The Importance of Financial Forecasting
April 4, 2015 Leave a comment
Financial forecasting is vital to understanding how a business can grow as well as how to face economic downturns and still come out on top. A forecast allows a company to evaluate current and future fiscal conditions in order to guide decisions about policy and manufacturing, not to mention setting up an accurate annual budget. Everyone from small businesses to huge corporations should ideally have in mind what the future of their company looks like so they can plan accordingly.
Of course, accurate predictions can be difficult to come by, especially because of all the factors involved. That’s why experts such as Drew Pearson of General Atlantic have streamlined the process of reviewing portfolios, assessing performance, and monitoring risk management.

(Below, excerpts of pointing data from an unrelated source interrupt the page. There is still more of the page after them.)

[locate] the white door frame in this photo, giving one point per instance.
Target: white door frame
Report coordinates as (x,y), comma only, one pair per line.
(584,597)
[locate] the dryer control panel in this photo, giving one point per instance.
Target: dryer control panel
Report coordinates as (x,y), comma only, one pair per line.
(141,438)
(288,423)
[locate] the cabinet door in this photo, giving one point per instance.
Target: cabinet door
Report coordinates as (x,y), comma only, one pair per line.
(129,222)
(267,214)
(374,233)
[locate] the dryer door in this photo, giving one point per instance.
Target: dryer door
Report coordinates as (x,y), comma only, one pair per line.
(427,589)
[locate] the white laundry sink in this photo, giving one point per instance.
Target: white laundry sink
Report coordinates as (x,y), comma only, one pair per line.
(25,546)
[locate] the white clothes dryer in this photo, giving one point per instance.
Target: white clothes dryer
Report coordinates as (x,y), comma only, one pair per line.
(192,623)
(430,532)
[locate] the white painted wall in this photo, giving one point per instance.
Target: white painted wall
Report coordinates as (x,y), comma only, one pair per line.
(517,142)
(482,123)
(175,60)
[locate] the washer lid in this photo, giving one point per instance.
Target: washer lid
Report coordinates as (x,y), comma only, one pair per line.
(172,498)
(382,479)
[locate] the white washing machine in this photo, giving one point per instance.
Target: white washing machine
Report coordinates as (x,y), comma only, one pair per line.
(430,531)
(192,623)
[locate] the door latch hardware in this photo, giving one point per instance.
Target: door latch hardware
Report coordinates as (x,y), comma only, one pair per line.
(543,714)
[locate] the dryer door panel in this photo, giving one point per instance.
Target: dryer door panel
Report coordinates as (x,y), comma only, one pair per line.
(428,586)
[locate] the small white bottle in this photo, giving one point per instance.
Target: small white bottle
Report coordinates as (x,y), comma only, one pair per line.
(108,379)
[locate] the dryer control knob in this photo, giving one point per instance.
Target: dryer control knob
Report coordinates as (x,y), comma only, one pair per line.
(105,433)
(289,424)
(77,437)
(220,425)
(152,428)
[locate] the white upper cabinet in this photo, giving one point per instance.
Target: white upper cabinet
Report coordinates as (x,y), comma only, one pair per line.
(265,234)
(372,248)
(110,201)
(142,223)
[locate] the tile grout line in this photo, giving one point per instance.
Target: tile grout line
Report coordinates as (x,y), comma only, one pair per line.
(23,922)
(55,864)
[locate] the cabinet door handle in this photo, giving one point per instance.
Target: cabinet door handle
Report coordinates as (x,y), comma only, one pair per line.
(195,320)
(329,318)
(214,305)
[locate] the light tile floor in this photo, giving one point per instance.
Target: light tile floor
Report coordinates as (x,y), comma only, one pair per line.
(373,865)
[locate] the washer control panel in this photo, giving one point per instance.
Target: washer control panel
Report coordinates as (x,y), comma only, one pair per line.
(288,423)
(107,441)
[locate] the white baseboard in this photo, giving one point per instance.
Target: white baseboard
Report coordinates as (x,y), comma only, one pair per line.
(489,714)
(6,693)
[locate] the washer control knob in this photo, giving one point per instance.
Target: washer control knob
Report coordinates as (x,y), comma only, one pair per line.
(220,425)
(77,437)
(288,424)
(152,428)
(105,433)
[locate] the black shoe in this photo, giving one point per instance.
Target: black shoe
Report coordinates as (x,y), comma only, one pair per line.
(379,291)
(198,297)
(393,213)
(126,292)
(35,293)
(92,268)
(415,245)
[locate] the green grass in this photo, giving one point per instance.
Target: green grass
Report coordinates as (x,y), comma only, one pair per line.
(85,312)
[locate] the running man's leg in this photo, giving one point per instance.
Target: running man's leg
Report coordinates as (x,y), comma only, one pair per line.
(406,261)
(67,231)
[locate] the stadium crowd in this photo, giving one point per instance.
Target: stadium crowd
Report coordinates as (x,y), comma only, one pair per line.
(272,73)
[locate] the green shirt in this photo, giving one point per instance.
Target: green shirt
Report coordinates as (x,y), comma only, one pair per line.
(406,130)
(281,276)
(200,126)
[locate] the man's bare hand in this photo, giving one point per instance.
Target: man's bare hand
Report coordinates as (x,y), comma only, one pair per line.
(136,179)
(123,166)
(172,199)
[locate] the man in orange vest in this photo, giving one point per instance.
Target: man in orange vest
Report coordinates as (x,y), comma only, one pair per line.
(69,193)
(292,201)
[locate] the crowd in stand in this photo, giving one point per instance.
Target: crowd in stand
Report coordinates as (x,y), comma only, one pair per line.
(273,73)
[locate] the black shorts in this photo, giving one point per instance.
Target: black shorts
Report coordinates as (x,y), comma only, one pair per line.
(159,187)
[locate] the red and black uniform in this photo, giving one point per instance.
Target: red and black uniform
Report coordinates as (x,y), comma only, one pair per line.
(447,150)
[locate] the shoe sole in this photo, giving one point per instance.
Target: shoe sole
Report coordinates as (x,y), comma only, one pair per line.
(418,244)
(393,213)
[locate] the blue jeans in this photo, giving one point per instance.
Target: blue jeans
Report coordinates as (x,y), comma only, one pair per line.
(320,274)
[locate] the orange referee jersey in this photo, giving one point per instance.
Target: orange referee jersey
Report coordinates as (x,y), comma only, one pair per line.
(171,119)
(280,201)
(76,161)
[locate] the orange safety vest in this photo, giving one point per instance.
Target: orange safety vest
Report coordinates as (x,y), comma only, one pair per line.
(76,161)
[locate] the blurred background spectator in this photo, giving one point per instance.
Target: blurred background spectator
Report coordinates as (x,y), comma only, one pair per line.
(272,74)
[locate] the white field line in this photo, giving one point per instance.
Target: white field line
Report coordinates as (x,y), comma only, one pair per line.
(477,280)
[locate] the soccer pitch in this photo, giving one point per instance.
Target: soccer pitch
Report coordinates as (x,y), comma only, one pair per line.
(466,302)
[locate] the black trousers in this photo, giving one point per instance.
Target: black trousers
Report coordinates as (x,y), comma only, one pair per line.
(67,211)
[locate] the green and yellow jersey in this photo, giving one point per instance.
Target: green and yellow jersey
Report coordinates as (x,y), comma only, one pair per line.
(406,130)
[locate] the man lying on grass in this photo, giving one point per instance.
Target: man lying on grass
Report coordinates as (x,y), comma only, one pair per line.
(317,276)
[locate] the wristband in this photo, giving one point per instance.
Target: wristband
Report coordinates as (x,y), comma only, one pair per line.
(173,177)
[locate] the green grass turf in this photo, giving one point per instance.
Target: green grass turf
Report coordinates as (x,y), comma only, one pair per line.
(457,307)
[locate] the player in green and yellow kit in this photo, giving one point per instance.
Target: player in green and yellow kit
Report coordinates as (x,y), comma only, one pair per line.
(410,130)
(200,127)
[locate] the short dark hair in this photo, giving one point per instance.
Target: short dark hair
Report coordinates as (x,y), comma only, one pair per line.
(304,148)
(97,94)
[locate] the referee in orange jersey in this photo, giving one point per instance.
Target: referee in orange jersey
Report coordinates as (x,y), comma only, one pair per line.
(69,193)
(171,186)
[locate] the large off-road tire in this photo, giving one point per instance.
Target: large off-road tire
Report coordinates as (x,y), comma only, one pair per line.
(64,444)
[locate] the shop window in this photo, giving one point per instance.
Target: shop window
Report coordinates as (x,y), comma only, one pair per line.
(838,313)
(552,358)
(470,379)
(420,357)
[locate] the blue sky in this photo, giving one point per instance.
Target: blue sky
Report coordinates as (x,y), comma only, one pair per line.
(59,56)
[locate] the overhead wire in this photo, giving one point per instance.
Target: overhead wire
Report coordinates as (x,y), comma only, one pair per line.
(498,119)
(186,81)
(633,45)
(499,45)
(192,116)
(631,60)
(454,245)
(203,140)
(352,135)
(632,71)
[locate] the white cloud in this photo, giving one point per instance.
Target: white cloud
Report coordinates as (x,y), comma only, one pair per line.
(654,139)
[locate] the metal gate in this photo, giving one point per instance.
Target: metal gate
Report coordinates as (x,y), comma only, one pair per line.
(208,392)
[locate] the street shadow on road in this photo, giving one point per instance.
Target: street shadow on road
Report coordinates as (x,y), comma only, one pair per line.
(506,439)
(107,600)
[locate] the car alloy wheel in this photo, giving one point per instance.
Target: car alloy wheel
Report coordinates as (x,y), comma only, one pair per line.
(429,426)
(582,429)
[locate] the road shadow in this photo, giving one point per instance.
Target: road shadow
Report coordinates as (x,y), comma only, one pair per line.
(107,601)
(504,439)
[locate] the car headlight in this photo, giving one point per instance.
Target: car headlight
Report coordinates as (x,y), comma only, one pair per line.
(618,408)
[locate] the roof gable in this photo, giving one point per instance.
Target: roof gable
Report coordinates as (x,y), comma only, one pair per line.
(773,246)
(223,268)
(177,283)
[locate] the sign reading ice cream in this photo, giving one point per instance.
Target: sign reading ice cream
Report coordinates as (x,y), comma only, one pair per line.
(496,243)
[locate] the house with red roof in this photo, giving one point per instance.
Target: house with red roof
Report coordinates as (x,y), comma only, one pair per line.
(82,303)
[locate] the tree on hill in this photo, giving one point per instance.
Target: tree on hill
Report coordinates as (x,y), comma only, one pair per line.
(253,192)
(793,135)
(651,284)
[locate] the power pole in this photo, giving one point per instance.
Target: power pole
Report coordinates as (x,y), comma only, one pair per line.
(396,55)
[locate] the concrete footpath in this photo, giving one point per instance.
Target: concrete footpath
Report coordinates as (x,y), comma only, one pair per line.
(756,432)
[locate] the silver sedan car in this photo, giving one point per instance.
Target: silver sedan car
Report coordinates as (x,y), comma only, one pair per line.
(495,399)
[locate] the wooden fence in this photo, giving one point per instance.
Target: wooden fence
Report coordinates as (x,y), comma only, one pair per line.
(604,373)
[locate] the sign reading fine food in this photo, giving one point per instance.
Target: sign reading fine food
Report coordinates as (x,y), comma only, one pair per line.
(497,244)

The trick is to look at future demand. To do that, it’s important to collect relevant data—not necessarily with complex analytical software, but by having a thorough understanding of current business practices and trends and making an educated guess at what the future might hold. Kien Leong of Production Scheduling suggests paying close attention to current customer trends and, based on that data, trying to project those trends into the future and adapting as trends change. Most importantly, businesses should take the time to measure forecast accuracy.
Another key factor is allowing for a range of values and scenarios in the forecast. Obviously the future is uncertain, so a definitive forecast isn’t particularly accurate, nor does it allow for changes and maneuvering if the markets change quickly, as they tend to do.
Some key questions to ask when putting together a financial forecast for a company include:
- What is the time span of the forecast?
- What is the forecast objective? In other words, will it affect what investments the company makes? Should the forecast lean toward conservative or more aggressive estimates?
- What are the major revenue and expenditure categories?
- What political/legal issues might affect the forecast? Will any new laws come into play?
The ins and outs of financial forecasting can be complicated, but ultimately they depend less on absolute accuracy and more on being aware of the current market and allowing for a variety of future possibilities.